Friday, 5 June 2009

Things that happen in the rain

I get wet, that's what happens. The forecasted storms did not happen overnight, probably because we had taken the precaution of disconnecting the Live Box, which is our Internet connection, after the disaster which befell Robin in Prechac whose Live Box became blown up and therefore broken forever when a thunderbolt crashed into his hedge and exploded like the biggest of firework displays resulting in him having to get another Live Box which doesn't work properly because they never do for ages after they are purchased because this is France and the way of it here. So Live Box disconnected, storm never happened, so not much rain. "Could have done with a bit more rain" I said to Lester as I headed on out for Boolie's pee and poo trip.

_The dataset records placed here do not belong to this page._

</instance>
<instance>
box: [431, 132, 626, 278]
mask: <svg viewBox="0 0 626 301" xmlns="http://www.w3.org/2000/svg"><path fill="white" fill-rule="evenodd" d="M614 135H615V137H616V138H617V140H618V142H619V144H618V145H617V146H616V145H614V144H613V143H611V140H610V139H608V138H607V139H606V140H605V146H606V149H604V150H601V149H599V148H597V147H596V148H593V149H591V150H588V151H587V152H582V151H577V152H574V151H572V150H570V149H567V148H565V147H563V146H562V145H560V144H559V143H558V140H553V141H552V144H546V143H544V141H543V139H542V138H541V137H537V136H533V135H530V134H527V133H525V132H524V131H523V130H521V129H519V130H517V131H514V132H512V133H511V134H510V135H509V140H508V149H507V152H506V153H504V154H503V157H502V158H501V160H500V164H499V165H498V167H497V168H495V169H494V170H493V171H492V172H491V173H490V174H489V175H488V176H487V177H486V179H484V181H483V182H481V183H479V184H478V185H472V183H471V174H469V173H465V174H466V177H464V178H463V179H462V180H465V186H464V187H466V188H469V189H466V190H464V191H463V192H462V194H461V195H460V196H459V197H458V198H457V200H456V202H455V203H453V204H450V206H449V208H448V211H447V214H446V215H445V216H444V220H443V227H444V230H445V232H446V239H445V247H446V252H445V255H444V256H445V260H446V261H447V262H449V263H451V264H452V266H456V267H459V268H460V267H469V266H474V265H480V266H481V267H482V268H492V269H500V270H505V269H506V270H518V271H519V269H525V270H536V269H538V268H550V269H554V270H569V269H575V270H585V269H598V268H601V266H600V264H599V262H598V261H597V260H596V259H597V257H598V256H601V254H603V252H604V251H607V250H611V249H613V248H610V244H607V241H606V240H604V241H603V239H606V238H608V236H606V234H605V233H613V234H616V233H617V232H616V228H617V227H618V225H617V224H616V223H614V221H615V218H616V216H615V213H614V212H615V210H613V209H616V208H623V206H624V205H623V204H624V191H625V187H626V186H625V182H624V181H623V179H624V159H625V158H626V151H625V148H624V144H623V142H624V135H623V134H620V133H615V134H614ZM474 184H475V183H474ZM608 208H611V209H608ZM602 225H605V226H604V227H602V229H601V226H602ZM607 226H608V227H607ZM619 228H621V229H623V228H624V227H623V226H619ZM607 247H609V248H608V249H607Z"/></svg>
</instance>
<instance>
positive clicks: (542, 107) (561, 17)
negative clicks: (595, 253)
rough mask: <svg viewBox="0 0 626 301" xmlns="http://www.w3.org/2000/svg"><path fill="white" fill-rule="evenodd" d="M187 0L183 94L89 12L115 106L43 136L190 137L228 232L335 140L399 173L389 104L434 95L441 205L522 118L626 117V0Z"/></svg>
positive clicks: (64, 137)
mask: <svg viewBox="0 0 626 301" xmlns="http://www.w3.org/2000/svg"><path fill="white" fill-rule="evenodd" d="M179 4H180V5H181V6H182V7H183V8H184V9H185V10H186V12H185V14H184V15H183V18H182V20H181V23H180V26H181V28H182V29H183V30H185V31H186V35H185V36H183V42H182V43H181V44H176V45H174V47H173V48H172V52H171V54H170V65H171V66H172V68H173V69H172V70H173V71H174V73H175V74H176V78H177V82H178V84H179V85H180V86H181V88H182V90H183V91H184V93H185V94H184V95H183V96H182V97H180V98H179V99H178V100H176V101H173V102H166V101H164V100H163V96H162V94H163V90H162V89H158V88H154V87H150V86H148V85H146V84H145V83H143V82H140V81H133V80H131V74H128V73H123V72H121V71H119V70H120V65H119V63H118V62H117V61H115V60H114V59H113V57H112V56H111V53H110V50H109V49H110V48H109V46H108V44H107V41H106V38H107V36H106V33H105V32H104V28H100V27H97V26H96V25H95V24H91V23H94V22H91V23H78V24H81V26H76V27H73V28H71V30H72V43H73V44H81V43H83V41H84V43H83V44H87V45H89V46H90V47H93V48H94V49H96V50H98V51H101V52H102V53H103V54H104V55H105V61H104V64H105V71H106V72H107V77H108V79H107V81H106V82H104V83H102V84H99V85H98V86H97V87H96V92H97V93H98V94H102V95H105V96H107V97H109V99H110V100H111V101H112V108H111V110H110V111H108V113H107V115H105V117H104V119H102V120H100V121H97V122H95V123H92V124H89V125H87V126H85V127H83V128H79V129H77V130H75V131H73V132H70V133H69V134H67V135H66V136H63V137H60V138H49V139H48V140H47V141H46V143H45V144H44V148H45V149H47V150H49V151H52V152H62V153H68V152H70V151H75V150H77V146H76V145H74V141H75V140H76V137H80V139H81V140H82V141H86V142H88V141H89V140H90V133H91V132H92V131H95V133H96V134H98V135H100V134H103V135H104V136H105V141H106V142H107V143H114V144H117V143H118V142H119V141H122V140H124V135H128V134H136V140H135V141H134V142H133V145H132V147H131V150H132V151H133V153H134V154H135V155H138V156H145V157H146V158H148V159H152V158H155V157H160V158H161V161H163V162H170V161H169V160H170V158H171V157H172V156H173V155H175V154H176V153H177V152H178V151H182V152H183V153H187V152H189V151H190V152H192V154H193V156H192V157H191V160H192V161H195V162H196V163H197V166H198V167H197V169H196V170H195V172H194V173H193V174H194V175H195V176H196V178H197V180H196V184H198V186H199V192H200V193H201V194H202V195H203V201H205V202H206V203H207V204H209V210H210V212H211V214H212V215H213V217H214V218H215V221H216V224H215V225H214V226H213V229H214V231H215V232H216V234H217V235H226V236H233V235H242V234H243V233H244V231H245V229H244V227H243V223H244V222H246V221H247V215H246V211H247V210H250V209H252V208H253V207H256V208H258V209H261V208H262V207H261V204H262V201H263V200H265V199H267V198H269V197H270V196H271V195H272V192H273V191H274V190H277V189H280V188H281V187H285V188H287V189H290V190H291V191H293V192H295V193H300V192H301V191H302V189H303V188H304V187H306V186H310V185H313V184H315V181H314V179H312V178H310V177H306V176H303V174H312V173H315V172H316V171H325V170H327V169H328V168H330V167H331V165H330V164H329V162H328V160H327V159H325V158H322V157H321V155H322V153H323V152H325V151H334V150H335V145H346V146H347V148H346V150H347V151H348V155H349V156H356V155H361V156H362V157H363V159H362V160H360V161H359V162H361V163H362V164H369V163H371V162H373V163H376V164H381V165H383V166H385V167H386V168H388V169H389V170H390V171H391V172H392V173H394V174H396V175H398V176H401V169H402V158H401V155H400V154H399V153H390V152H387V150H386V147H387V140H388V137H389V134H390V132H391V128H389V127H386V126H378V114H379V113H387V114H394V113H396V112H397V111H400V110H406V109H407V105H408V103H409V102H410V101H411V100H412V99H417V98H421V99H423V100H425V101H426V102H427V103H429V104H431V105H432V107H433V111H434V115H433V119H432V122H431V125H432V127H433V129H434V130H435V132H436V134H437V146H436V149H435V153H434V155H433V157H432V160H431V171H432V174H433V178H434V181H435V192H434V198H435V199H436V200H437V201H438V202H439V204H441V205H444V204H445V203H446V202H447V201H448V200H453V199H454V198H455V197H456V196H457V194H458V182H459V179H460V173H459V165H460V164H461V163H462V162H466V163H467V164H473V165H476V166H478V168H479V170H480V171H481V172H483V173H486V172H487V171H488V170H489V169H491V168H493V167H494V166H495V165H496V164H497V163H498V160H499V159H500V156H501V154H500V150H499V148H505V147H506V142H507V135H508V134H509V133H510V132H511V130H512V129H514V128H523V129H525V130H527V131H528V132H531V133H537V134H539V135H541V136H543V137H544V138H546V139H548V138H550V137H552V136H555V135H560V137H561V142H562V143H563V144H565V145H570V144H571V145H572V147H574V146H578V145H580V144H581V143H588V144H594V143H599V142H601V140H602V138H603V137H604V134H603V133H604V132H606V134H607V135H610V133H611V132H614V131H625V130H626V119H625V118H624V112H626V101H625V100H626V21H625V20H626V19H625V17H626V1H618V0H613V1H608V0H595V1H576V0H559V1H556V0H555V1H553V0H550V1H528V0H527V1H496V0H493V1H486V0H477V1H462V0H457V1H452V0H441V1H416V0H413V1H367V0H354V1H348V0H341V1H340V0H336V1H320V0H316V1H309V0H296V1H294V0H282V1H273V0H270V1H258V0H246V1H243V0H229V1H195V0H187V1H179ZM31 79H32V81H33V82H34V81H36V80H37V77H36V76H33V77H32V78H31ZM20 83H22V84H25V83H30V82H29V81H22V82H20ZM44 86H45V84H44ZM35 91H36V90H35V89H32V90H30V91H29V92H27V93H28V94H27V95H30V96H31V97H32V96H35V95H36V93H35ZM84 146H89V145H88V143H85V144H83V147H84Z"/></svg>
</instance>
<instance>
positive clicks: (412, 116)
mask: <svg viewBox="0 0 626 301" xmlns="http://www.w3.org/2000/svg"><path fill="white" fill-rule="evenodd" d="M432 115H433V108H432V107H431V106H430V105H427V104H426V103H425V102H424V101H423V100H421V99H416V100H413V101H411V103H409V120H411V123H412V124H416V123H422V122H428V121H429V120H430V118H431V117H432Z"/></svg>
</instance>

Now for some reason I went the long way. Down past Sara's, turn left, then eventually left again through the maize and corn fields to come back on ourselves. At the furthest point out, and not conveniently at Sara's so I could pop in for a coffee and keep dry, the heavens decided to open the tap and down came the rain. For a while a handy oak tree gave me shelter, but then the rain paused, so I stopped pausing and me and Bools walked on. No shelter for a few yards. The pause in the rain was a tease. We were both soaked by the time we reached the next shelter, this time an ash tree which did not have the thick canopy of the oak, so it was a waste of time to linger any longer because the drips coming down through the leaves were bigger than the raindrops falling from the sky.

My shirt was soaked. I couldn't get any wetter. So I scurried on. And then I began to feel the rain upon my skin, and you know what! It was exhilerating. Rivulets of water began running under my shirt, but I was sort of doing a jog-walk so wasn't cold. Down the rain came. And as it did I had the most curious sensation of well-being.

Now why was that? Am I losing my mental marbles? I will leave the answer to that question in your hands!

And so home again. Rain now stopped. Guess what! Builders were here. With a digger and a lorry and other vehicles, and all was go, go, go!

For a couple of hours.

Then the rain came down, this time accompanied by the thunder storm which wasn't a very vigorous storm in comparison to others we have survived, but nevertheless we thought it prudent to switch off the PC's and Live Box just so we wouldn't get fried by lightning strikes and thunderbolts. Just in case. Better to be safe than sorry.

A roar of a lorry. We looked askance at each other. Now who was that, we thought. Outside we went. And parked up on our grass was a huge lorry which was not the same lorry as was parked up on the back field yesterday but which belonged to men shoring up Claudine of the Chambre d'Hote's river bank which the Adour keeps eating away at and which she is endeavouring to put a stop to because she doesn't want her donkeys, sheep, ducks and chickens floating off down the river someday soon. No, this was a different lorry.

Lester does a sort of yelp. "It's the poutres".

Crikey they look huge. Huge enough to sink the lorry they are sitting on if the rain keeps on raining. Huge and heavy enough to push it into the ground to make new ruts to join the zillions of other ruts that Lester / Head Gardener has to deal with each time he takes his lawn mower out for an outing and which I have been trying to fill with offerings of soil left over from my digging up of the front garden. Huge, heavy and montrous enough to bog down the lorry as what happened in January to one lorry which gouged such a huge hole as it was revved up to get out of the mud that it sank up to its axles and had to be pulled out by a tractor.

Things I have learnt today: That walking in the rain is a fun thing to do, very enervating for the soul. That it is not necessary to eat all of the just-picked cherries, that Angel Jim brought round this morning from his fruit trees, in one hit as the repercussions to one's digestive system will be stunning to say the least an hour or so after the gorge. That one more series of ruts doesn't really matter, because they will all get filled in eventually. That I ought to try to remember that when HG changes the gas bottle for the caravan cooker that the temperature will be fiercer and so to pay attention to the clock and not to get too involved with writing the blog, although the singed bits on top of the cake can always be scraped off or covered with icing sugar if one had any that is, well I haven't so a scrape it is.


And may I introduce you to the poutres. Nine of them. And they are the beams which go into the house to hold it all together and will give us the structure for the downstairs ceilings, and the upstairs flooring.

And here is a photo left over from yesterday, which is the half barn floor with its spaghetti loops of hose which are hopefully going to have the electrical cables threaded through them when we can afford to have the electrics done.